Louisiana Is the Latest State Facing an Insurance Crisis

Louisiana is the latest state facing an insurance crisis as damage from hurricanes (2020 and 2021) have led insurers to raise rates or leave the state entirely.

Source: Business Insider | Published on September 20, 2023

homeowners insurance Louisiana

Homeowners insurance rates have been increasing rapidly across the US.

As the risk of severe storms, floods, and wildfires increase because of the climate crisis, insurers are refusing to write policies in risky markets and hiking up rates, leaving homeowners with few good options: either policies that are nonexistent or prohibitively expensive.
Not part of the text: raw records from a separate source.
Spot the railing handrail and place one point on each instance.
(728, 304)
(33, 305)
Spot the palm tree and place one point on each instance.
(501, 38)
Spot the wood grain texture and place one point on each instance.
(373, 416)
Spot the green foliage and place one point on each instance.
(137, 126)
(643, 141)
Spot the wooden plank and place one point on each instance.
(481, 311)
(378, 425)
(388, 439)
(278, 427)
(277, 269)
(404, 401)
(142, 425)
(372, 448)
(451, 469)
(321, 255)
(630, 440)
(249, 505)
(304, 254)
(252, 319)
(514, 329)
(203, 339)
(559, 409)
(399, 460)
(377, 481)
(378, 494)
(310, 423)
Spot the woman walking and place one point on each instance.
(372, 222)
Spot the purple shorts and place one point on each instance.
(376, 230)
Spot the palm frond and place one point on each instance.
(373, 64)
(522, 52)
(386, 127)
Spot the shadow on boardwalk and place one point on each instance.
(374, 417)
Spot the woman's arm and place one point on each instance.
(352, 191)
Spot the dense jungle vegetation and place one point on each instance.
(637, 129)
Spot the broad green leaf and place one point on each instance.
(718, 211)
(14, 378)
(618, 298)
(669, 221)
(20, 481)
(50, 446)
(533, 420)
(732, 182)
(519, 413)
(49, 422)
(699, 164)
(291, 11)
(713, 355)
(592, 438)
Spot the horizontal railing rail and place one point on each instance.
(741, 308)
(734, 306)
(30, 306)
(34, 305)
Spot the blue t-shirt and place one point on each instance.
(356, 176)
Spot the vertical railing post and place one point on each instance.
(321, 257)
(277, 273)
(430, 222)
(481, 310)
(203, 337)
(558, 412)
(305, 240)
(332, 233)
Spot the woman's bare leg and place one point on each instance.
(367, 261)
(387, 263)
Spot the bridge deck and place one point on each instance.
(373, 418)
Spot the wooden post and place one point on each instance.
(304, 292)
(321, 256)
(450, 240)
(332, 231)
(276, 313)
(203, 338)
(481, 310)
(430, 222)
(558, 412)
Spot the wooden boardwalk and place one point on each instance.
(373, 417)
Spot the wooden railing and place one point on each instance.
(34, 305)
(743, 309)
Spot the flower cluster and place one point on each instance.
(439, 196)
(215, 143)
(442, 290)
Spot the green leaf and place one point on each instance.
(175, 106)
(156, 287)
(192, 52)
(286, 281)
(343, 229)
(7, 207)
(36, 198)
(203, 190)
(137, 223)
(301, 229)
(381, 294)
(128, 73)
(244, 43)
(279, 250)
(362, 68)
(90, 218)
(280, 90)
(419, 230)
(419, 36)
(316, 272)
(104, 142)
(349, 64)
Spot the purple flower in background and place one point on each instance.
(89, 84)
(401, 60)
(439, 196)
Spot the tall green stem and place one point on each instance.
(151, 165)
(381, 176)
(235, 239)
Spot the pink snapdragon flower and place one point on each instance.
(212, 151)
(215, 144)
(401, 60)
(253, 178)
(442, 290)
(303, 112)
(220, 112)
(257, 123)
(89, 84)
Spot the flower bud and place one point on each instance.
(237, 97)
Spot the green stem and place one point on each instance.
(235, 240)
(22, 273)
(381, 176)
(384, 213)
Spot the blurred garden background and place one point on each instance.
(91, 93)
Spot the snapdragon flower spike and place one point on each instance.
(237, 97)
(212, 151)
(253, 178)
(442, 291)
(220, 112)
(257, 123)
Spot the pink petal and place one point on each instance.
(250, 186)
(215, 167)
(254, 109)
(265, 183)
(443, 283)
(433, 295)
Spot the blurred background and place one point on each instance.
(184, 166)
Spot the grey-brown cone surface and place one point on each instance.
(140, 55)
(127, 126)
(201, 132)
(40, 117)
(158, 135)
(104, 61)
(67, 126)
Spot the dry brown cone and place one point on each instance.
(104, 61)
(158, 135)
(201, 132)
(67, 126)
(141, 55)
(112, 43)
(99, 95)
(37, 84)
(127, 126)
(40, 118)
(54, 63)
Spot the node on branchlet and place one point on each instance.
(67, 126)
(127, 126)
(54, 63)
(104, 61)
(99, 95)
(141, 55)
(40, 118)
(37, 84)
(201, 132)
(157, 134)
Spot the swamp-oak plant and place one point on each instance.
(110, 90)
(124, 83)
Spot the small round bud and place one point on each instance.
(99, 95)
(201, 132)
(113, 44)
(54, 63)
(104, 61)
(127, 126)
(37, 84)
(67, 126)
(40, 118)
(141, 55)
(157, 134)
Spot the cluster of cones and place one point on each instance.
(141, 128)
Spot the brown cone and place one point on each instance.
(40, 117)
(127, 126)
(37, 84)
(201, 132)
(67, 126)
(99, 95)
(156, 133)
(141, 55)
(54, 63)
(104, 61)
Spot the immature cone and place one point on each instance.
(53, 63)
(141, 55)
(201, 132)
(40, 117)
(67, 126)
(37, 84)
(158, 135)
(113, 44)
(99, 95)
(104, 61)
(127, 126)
In Florida, insurance rates have risen due to inflation, flood risk, and hurricanes that impact the costs of construction and make it very expensive to rebuild and replace a home. Right now, Floridians are paying the highest average insurance premium in the US, according to the Insurance Information Institute. Florida is not alone.

California has more wildfire risk than any other state, which has led insurers to reconsider doing business there. Top insurers State Farm and Allstate have stopped issuing new policies in California and the insurers that are left offer such high insurance premiums that some homeowners are opting out of insurance coverage altogether.

As more people lose their homes to climate disasters, insurance companies are refusing to renew policies, offering much higher premiums, and backing out of entire states.

Insurance costs rise in Louisiana

Louisiana is the latest state facing an insurance crisis as damage from hurricanes (2020 and 2021) have led insurers to raise rates or leave the state entirely. Insurance.com reports that Louisiana is facing an extreme insurance availability issue that has many people leaving their homes and shutting down their businesses.

Louisiana is now the third-most expensive state for insurance according to Insurify, an insurance comparison website. The average annual premium for Louisiana is $5,353, which is three times the national average homeowners insurance cost.

Car insurance and flood insurance premiums are also rising within the state. Louisiana has the least affordable car insurance rates in the nation, according to the Insurance Research Council.

For Louisiana, Nola.com reports these factors have led to a decreasing population as people pull up stakes and leave the state looking for affordability elsewhere. For others, the city’s poorest, the lack of affordable insurance options makes affording insurance coverage on their homes impossible.

Rates aren’t going to go down anytime soon as more climate crisis weather events keep occurring — in August, wildfires destroyed more than 2,200 structures in Hawaii —and the serious damage to a home or a total loss could leave a homeowner wiped out financially.

The rapidly rising cost of property insurance may soon make it impossible for some homeowners to maintain their homes, Mark Friedlander of the Insurance Information Institute previously told Insider. Homeowners cannot afford to bear these mass increases every year.